# World voyageur



## Euphman06 (Jul 18, 2015)

Just picked this up about an hour away from me. Been looking for one for awhile and finally found it without having to ship it. Needs a few corrected parts and lots of clean up. 












Sent from my N800 using Tapatalk


----------



## bulldog1935 (Jul 19, 2015)

shorty fenders are great for keeping center pull brakes clean




I have a couple of nice sets around here, stainless that fit 32mm, and Blummels alloy that fit 28mm


----------



## bikecrazy (Jul 19, 2015)

Unusual color for a World Voyageur. Wonderful bike. Great history. Pretty much a Japanese Paramount. I think these bikes are greatly undervalued.


----------



## how (Jul 19, 2015)

bikecrazy said:


> Unusual color for a World Voyageur. Wonderful bike. Great history. Pretty much a Japanese Paramount. I think these bikes are greatly undervalued.
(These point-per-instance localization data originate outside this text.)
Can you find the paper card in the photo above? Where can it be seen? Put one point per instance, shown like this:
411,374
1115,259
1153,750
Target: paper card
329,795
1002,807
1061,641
Think you are taking it a little too far. Paramounts came with a 531 frame, full Campy and a Brooks saddle That bike is no where near that. Closer to the Paramount was a Japanese made Volare, but still not a Paramount.


----------



## bikecrazy (Jul 19, 2015)

True, the WV did not come with the brand name stuff, but in terms of lightness and performance the WV was amazing. I have  a 72 WV and a 73 Paramount and they are both some of my favorites. True, no Brooks seat on the WV but the frame construction and weight was pretty close to the Paramount. The components from Shimano were copies of campy without the meticulous machining, but performed well. The rear " Crane" deraileur actually out performed the Campy ones and started showing up  on factory P15s Paramounts. The Dura-ace chainring was very well made and performed well. This was at half the cost of a Paramount. This is no knock on Paramounts. Mine is my pride and joy. I just think that the WV was one hell of a bike.


----------



## Euphman06 (Jul 22, 2015)

Yes, baby paramount nicknamed for a reason And since I can't afford a paramount... I'll take this one! I'm working on correcting the wrong parts, no hurry, needs to be cleaned up big time though. The bars are bent... Not sure bending them back will be a good idea, might just look for replacements while I'm at it. I got lucky with it being only an hour away and the correct size (smallest size they made for WV's) and the rarest color. I'm happy with it, looking forward to the cleaning


----------



## bulldog1935 (Jul 22, 2015)

never bend aluminum bars on purpose
since aluminum doesn't have a fatigue endurance limit, Nitto recommends regularly replacing all aluminum bars.


----------



## Duchess (Jul 22, 2015)

I found that the alloy bars are wear items in that the center clamping sleeves can get loose when old and can't be tightened enough.


----------



## Euphman06 (Jul 28, 2015)

Well....I've been cleaning and stripping this bike down. Turns out a lot of hidden problems with this one. I have to replace the left side crank, one bar end shifter, the bars, and brake levers. Those were the problems I didn't know about it in addition to changing the rear cluster (found when I bought the bike) and derailleur. Quite a project, throwing more money into this than I felt like, but I love the bike and it deserves to get fixed up again.


----------



## bulldog1935 (Jul 28, 2015)

you may want to try searching RBW Owners and I-Bob google groups - all the parts you're looking will be in parts bins represented there.  
https://groups.google.com/forum/?fromgroups#!forum/rbw-owners-bunch 
https://groups.google.com/forum/?fromgroups#!forum/internet-bob


----------